DriveDreamer4D World Model
In late October 2024, GigaStudio teamed up with the Institute of Automation of Chinese Academy of Sciences, Li Auto, Peking University, Technical University of Munich and other units to propose DriveDreamer4D.
DriveDreamer4D uses a world model as a data engine to synthesize new trajectory videos (e.g., lane change) based on real-world driving data.
DriveDreamer4D can also provide rich and diverse perspective data (lane change, acceleration and deceleration, etc.) for driving scenarios to increase closed-loop simulation capabilities in dynamic driving scenarios.

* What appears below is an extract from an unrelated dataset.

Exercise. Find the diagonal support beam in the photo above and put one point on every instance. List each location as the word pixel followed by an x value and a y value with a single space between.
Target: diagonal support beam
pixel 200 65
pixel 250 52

The overall structure diagram is shown in the figure. The novel trajectory generation module (NTGM) adjusts the original trajectory actions, such as steering angle and speed, to generate new trajectories. These new trajectories provide a new perspective for extracting structured information (e.g., vehicle 3D boxes and background lane line details).
Subsequently, based on the video generation capabilities of the world model and the structured information obtained by updating the trajectories, videos of new trajectories can be synthesized. Finally, the original trajectory videos are combined with the new trajectory videos to optimize the 4DGS model.